The Company bears insurance risk as a member of a group captive insurance entity for certain general liability, automobile and workers’ compensation insurance programs and a self-insured employee health program. The Company records estimated liabilities for its insurance programs based on information provided by the third-party plan administrators, historical claims experience, expected costs of claims incurred but not paid, and expected costs to settle unpaid claims. The Company monitors its estimated insurance-related liabilities on a quarterly basis. As facts change, it may become necessary to make adjustments that could be material to the Company’s consolidated results of operations and financial condition. The Company believes that its present insurance coverage and level of accrued liabilities are adequate.
 
The Company is involved in certain litigation and contract issues arising in the normal course of business.
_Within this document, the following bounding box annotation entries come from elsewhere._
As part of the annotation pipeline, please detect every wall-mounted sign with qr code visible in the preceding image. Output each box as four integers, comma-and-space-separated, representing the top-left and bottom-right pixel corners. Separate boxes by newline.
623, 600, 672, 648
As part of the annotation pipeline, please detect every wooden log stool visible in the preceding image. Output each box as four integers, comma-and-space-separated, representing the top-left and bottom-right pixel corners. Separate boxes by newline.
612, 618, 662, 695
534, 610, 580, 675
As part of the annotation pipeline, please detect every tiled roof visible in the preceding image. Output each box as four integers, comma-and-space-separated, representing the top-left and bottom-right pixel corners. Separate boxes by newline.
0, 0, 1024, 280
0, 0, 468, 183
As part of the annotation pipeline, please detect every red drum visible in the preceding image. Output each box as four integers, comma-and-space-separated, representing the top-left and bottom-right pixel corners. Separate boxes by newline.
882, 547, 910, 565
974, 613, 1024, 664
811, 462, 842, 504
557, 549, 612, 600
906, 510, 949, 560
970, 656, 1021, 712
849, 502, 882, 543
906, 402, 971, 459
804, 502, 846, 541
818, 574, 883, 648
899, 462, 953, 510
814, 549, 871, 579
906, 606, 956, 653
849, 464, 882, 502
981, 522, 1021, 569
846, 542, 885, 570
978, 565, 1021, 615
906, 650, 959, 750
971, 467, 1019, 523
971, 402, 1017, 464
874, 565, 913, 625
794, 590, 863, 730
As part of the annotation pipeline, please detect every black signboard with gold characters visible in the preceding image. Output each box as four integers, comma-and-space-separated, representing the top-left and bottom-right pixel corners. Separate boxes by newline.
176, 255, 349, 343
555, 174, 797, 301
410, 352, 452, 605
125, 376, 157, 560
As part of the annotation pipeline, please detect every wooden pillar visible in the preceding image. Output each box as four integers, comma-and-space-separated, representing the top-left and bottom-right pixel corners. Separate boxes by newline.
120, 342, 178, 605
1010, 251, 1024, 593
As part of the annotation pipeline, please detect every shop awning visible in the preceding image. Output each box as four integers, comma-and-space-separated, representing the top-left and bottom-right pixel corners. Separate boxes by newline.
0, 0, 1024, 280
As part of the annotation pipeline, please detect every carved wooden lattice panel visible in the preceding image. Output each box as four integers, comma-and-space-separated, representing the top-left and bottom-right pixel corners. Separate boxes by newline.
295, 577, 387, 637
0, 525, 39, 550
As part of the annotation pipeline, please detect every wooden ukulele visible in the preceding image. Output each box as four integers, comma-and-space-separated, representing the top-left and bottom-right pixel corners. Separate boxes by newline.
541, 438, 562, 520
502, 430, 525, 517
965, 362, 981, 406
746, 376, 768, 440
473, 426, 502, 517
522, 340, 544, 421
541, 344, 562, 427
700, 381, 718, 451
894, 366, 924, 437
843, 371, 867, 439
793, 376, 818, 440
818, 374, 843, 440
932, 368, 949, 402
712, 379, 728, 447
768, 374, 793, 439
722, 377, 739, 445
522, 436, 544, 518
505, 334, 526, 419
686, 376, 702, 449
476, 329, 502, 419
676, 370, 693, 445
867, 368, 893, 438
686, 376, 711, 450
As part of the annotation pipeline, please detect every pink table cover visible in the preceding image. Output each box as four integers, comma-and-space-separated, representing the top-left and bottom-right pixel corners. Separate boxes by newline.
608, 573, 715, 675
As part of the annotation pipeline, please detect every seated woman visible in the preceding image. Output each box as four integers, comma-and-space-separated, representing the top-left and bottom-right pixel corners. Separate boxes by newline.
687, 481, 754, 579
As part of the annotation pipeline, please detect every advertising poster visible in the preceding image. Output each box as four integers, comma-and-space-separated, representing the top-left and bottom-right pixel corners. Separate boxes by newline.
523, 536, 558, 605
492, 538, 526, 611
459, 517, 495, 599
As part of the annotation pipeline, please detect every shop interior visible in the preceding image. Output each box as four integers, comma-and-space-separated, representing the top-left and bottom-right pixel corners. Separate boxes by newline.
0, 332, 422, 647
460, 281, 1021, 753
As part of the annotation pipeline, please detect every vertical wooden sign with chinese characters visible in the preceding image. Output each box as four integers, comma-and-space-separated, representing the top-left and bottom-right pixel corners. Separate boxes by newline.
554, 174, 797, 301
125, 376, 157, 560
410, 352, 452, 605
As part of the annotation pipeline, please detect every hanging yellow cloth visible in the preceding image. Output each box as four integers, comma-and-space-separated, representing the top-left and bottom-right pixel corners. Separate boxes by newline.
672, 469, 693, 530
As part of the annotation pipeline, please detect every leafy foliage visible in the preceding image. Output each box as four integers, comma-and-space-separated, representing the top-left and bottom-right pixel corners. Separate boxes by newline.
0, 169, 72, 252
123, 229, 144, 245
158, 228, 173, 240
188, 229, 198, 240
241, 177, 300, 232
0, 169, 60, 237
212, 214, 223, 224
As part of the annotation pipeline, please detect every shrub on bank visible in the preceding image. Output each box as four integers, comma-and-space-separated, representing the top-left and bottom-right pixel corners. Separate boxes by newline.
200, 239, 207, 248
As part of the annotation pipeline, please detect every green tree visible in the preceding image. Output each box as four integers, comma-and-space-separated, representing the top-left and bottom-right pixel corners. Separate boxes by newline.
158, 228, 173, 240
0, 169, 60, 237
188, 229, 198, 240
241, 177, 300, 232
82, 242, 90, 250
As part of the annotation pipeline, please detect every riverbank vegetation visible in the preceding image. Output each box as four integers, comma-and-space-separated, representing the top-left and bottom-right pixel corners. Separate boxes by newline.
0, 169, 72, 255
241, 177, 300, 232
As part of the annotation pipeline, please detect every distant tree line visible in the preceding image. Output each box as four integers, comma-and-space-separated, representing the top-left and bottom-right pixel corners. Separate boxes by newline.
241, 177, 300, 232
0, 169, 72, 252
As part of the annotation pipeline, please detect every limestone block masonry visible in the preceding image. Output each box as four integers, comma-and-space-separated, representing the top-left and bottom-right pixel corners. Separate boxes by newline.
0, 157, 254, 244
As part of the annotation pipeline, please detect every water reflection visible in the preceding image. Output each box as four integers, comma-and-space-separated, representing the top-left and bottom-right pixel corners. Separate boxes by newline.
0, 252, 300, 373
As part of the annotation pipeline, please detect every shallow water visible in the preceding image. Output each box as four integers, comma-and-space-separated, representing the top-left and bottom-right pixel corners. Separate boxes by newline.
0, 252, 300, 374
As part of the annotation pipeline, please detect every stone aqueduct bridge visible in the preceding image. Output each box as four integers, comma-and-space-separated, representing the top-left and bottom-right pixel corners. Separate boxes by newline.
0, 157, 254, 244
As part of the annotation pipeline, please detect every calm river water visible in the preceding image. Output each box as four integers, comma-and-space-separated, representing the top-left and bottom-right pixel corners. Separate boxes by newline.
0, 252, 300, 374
While the outcome of these matters cannot, at this time, be predicted in light of the uncertainties inherent therein, management does not expect that these matters will have a material adverse effect on the consolidated financial position or results of operations of the Company.
 
The Company has various current and previously-owned facilities subject to a variety of environmental regulations. The Company has received certain indemnifications either from companies previously owning these facilities or from purchasers of those facilities. As of April 3, 2016 and December 31, 2015, no amounts were accrued for any environmental matters.
 
As of April 3, 2016, the Company had outstanding purchase commitments of approximately $8,236,000, primarily for the acquisition of inventory and manufacturing equipment.
 
The Company accounts for loss contingencies in accordance with U.S. generally accepted accounting principles (GAAP).  Estimated loss contingencies are accrued only if the loss is probable and the amount of the loss can be reasonably estimated.  With respect to a particular loss contingency, it may be probable that a loss has occurred but the estimate of the loss is within a wide range or undeterminable.  If the Company deems an amount within the range to be a better estimate than any other amount within the range, that amount will be accrued.  However, if no amount within the range is a better estimate than any other amount, the minimum amount of the range is accrued.
 
During the fourth quarter of 2015, the Company gave notification regarding its intention to not renew the lease for its Tampa, FL facility, which will expire on December 31, 2016. During the first quarter of 2016, the Company entered into lease negotiations to extend the current lease for a smaller portion of the facility, but was unable to reach an agreement on the economics of a lease renewal with its current landlord. On May 3, 2016, the Company entered a lease for an alternative facility, which it expects to occupy upon the expiration of the current lease (see Note 17, “Subsequent Events”). The Company, Sypris Electronics and the landlord of the Tampa facility are currently involved in litigation over certain terms of the lease (see Item 1, “Legal Proceedings”). As such, it is reasonably possible that the Company may be required to make certain repairs to the current facility upon exit. The current estimate of the Company’s reasonably possible loss contingency is from no liability to $4,000,000. While the Company intends to vigorously dispute these claims, the Company accrued $500,000 during the three months ended April 3, 2016 related to its estimated potential obligation under the lease. This accrual is included in accrued liabilities in the Company’s consolidated balance sheet as of April 3, 2016.